You mentioned that there's an idea of drilling being only a small area. That is simply not borne out. You yourself were over in the Prudhoe Bay area and you looked at the development there. This is 1,000 square miles of development, the size of Rhode Island. You can see it from space.
There's no way -- the National Academy of Sciences has looked at these issues carefully. They say that when you drill in a particular place you've made the essential trade off, their words, not mine, where you are necessarily industrializing an area by drilling it for oil and actually undercutting if not completely eliminating the other values of the area.
So to say it is only a small piece. Let's also remember that the arctic refuge coastal plain is only five percent of America's arctic coastal plain, that's it. From a science perspective keeping that area pristine is really important as a baseline so we can understand the impacts that are happening to the arctic from climate change or other activities from a wilderness perspective it is an incredible place. We've talked about the wildlife.

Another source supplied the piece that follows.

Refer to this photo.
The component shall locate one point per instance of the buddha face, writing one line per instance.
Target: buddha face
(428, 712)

Let's not forget as well the people. For thousands and thousands of years they say time immemorial they have subsisted on the resources of the arctic refuge, and the core are the porcupine herd that calves on that coastal plain. And to the extent you undercut that coastal plain with drilling and harm those caribou you are going to impact the human rights and the future of those people there. And that is not right either.
VAN SUSTEREN: In terms of the caribou, I'm told that the caribou, with the drilling in the pipeline in the Prudhoe Bay area, that the size of the herd has not gone down. The second thing is I know you represent Alaskan native tribes. Do they themselves, are they opposed to it or in favor? I never had a chance to speak to them.

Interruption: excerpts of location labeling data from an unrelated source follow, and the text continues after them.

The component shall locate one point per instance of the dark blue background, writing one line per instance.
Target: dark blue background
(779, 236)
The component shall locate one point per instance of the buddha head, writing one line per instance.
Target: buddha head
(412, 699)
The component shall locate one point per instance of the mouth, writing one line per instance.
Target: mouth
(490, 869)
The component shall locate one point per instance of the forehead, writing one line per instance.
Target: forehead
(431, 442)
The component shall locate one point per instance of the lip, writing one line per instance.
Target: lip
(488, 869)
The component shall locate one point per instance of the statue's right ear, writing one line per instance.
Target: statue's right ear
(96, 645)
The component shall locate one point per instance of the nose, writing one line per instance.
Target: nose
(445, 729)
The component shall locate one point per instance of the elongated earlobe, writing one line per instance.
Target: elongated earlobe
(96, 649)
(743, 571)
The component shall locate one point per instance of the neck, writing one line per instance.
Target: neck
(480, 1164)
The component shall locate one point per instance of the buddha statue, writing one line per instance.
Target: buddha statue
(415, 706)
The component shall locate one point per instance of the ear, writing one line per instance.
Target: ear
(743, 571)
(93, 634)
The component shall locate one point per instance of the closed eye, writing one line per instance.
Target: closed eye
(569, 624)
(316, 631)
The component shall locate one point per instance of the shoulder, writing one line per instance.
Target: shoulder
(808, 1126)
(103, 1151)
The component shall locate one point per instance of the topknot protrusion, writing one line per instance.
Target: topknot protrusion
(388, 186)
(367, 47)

VAN TUYN: Sure. Let me address the caribou issue first. The porcupine caribou herd, the four herds here are the most valuable because their calving area is smaller than the calving area of the where the coastal plain can be 80, 130 miles wide.
Here it's 10 to 30 miles wide, and again there are 35,000 calves in a two week period, and they don't have displacement habitat. And that's the qualitative difference with the caribou to the west. And so scientists tell us they are incredibly vulnerable to development and climate change.
You're right, I represent conservation groups like the Alaska Wilderness League, and I also represent native groups and have in the past and the peoples on the south-side of the range. Yes they are vigorously opposed for those human rights reasons to drilling in the arctic refuge. There are other native -- I'm sorry. Go ahead.
VAN SUSTEREN: I'm running out of time and I have so many questions. I'm curious -- the fact that there have not been any spills in the Prudhoe Bay area or leaks, is that the least bit comforting or is that not relevant to you at all?
VAN TUYN: It's not right. There's over a spill a day in our north slope industry. And that's just a fact of life. We've had some big ones, really big ones.
But as a matter of course that essential trade off, and you had an oil executive on your show yesterday said it -- spills are just a part of doing business with the oil industry. That's the way it is. Whether it's in new areas onshore, offshore, it is the way it is.
And we have to recognize, if we are going to commit a particular area to this activity we are necessarily industrializing it, and that is not appropriate for over 100 percent of our arctic. Let's protect some of it. Let's designate the coastal plain wilderness. It deserves it for us and for future generations.
VAN SUSTEREN: Peter, thank you. It's an enormously important issue, and we are trying to look at it from all sides. And I hope you will come back as we continue to do segments on this because there's so much more to talk about. Peter, thank you.
VAN TUYN: Thank you so much for having me, Greta.